Theory No. 4: Even the stunt casting was uninspired.
The “Scary Movie” series has never relied on strong reviews, which is good because they never get any. Instead, the movies have tried to milk positive word-of-mouth, built in part on the films’ use of oddball or eyebrow-raising casting choices. They’ll bring in Carmen Electra or Dr. Phil or Shaq just for the total randomness of it, but “Scary Movie 5” struck out by banking on viewers’ interest in seeing Charlie Sheen and Lindsay Lohan do a very unfunny parody of their tabloid lives as part of a “Paranormal Activity” sendup. The stunt casting didn’t seem particularly “shocking” or inspired, and so it couldn’t do much to generate buzz for the film’s release.

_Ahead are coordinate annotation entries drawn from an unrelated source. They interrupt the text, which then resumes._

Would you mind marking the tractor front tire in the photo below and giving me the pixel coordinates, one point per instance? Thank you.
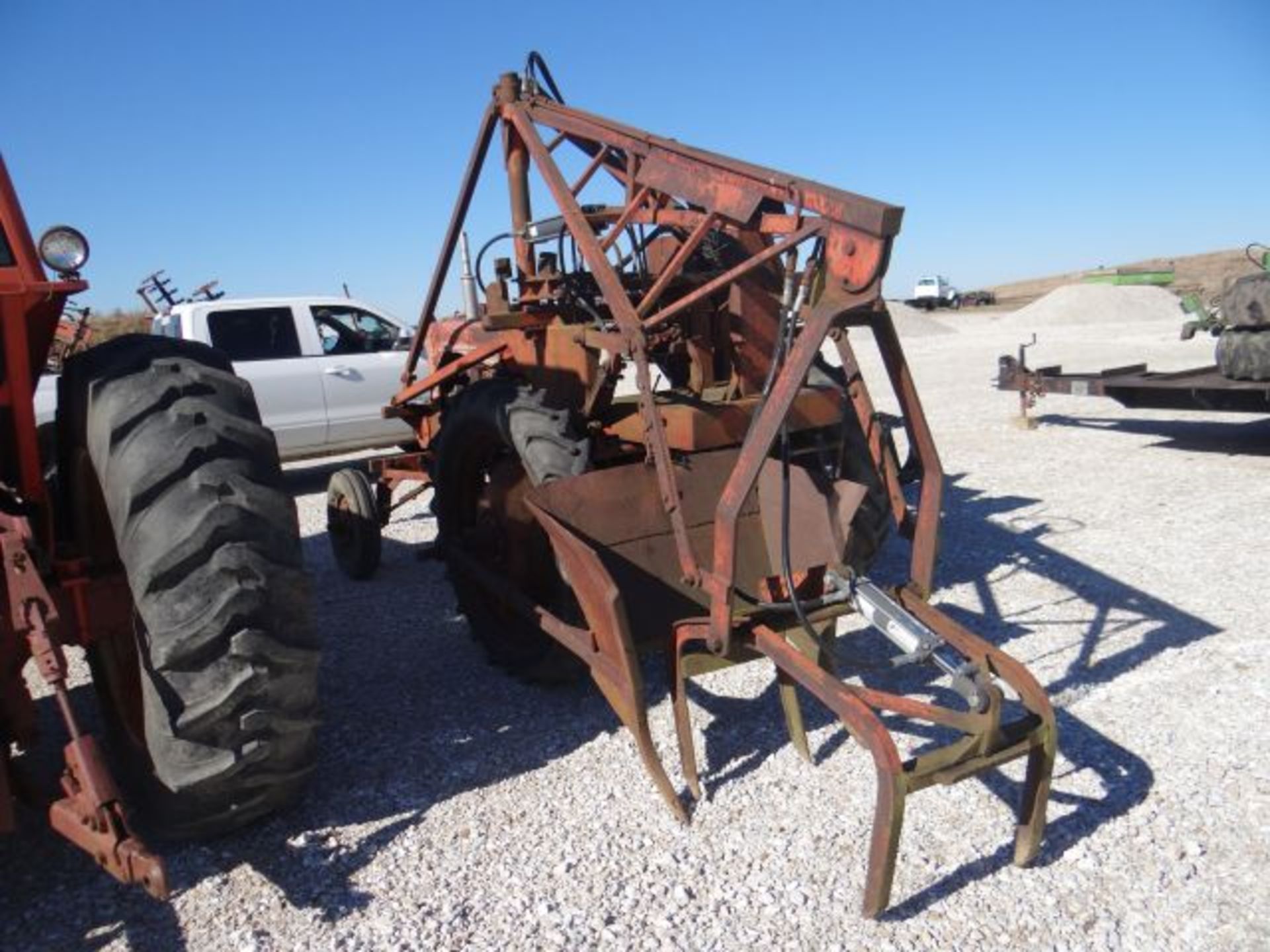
(497, 442)
(353, 524)
(214, 701)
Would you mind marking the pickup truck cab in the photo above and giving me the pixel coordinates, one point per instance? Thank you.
(321, 367)
(934, 292)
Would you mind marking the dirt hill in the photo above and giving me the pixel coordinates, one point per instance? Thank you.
(1206, 273)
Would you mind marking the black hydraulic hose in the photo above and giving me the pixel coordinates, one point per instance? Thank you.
(786, 574)
(480, 254)
(534, 66)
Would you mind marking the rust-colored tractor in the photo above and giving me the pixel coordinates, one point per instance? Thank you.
(730, 507)
(146, 524)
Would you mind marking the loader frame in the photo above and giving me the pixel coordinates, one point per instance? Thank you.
(695, 467)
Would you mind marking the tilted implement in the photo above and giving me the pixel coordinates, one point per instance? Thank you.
(728, 509)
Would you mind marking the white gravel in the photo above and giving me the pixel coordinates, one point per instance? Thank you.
(1119, 554)
(1107, 305)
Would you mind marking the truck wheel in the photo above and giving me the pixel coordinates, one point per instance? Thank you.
(497, 442)
(212, 698)
(1244, 353)
(353, 524)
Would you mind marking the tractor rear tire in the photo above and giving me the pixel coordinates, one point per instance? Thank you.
(497, 441)
(1244, 353)
(214, 705)
(874, 520)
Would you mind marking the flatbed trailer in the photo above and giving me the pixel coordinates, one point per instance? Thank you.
(1136, 387)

It makes little sense to blame the drab box office of “Scary Movie 5” on its lack of artistic quality. Every movie in this series has been hit-or-miss, and yet three of the five grossed more than $40 million in their opening weekend, each of those earning more than $90 million during their U.S. run. No, it seems like “Scary Movie 5” misfired because it failed to get fans sufficiently excited for the franchise’s return after being gone so long from theaters. With “A Haunted House” (and even “Movie 43”) already out this year, we’ve had plenty of spoof and/or sketch-based comedy films in recent months. The producers probably assumed that their brand was strong enough that viewers would accept no substitute. As the so-so grosses suggest, that’s no longer a wise assumption to make.